Sebanyak 26 anak usia 8–13 tahun ikut dalam Coaching Clinic ini dan menghadirkan suasana belajar sepak bola yang seru, inspiratif, serta dekat dengan pemain nasional.
Dua pesepakbola yang hadir dalam kegiatan tersebut yakni Kakang Rudianto dan Beckham Putra. Kehadiran keduanya menjadi kejutan spesial bagi para peserta,
Kehadiran dua pemain yang sering memperkuat Timnas Indonesia ini memberi pengalaman berharga bagi anak-anak untuk berinteraksi langsung sekaligus menambah semangat mereka dalam berlatih dan bermain.
BACA JUGA: Memasuki Usia 18 Tahun, Viking Sukajadi Usung Semangat “Rumingkang Paweungan Keur Persib”
Perwakilan EA Sports, Nandaka Bimantara, mengatakan melalui kegiatan ini, EA Sports menegaskan komitmennya untuk mendukung perkembangan sepak bola sejak usia dini dan mempererat koneksi dengan komunitas sepak bola di Indonesia.

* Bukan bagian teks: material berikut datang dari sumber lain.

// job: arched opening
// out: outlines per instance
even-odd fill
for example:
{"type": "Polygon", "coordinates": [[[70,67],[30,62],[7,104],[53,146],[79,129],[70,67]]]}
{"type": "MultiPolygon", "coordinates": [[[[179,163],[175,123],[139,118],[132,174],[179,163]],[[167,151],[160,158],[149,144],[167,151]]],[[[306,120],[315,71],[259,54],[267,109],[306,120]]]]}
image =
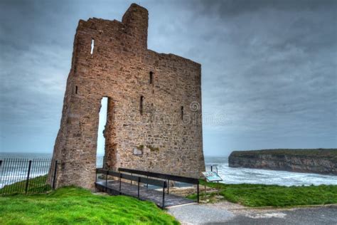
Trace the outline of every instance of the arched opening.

“Melalui coaching clinic The World’s Game ini, kami ingin membawa semangat sepak bola dunia lebih dekat kepada anak-anak Indonesia,” ujarnya.
“Kami berharap pengalaman hari ini bisa memicu semangat, rasa percaya diri, dan kecintaan mereka terhadap olahraga ini,” ungkapnya.

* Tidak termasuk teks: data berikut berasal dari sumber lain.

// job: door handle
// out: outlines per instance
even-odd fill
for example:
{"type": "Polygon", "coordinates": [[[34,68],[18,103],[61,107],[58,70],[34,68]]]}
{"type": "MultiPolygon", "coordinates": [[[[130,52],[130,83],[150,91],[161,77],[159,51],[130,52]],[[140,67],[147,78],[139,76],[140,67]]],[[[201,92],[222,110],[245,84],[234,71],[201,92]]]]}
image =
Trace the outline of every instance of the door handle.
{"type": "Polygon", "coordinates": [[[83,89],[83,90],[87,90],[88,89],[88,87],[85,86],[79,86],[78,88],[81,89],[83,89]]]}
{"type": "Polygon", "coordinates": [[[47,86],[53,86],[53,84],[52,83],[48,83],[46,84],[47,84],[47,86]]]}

Ea Sports Sepak Bola Dunia
Campaign The World’s Game sendiri menjadi bagian dari perayaan sepak bola internasional dari EA Sports dalam rangka momen besar sepak bola dunia 2026.
Beckham Putra yang hadir sebagai kejutan bagi para peserta coaching clinic, mengaku senang dengan kegiatan ini dan diharapkan menjadi penyemangat bagi pemain muda.

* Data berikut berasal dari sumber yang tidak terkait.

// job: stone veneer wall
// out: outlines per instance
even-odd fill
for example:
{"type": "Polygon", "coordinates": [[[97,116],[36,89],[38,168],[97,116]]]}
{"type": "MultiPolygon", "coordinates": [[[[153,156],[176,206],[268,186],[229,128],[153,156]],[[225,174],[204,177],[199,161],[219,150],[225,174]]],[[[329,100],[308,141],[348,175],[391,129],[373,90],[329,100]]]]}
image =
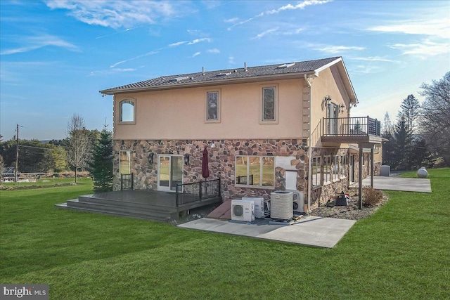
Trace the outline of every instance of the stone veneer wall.
{"type": "MultiPolygon", "coordinates": [[[[223,199],[244,196],[262,196],[267,199],[274,190],[283,190],[285,186],[284,168],[275,166],[274,188],[236,187],[235,183],[236,155],[259,155],[290,157],[291,169],[297,171],[297,190],[307,190],[305,178],[306,140],[220,140],[220,141],[115,141],[114,190],[120,189],[119,174],[119,151],[131,152],[131,170],[134,174],[134,188],[158,189],[158,155],[188,154],[188,165],[184,166],[184,183],[204,180],[202,178],[202,157],[205,146],[209,154],[209,179],[220,178],[223,199]],[[215,147],[211,148],[214,143],[215,147]],[[148,156],[154,153],[153,163],[148,156]]],[[[305,195],[306,196],[306,195],[305,195]]]]}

“Saya senang bisa hadir sebagai kejutan untuk para peserta. Semoga momen ini bisa jadi kenangan yang menyenangkan dan membuat mereka makin semangat mengejar mimpi di sepak bola,” kata Beckham.
BACA JUGA: Kontrak Rezaldi Hehanussa dengan Persib Bandung Berakhir
Sama seperti Beckham, Kakang Rudianto juga menyambut baik kegiatan dan senang bisa berbagi pengalaman dan belajar bersama adik-adik peserta.
“Sepak bola bukan hanya soal teknik, tapi juga soal kerja sama, disiplin, dan menikmati proses. Saya senang bisa berbagi tentang prinsip itu,” ungkapnya.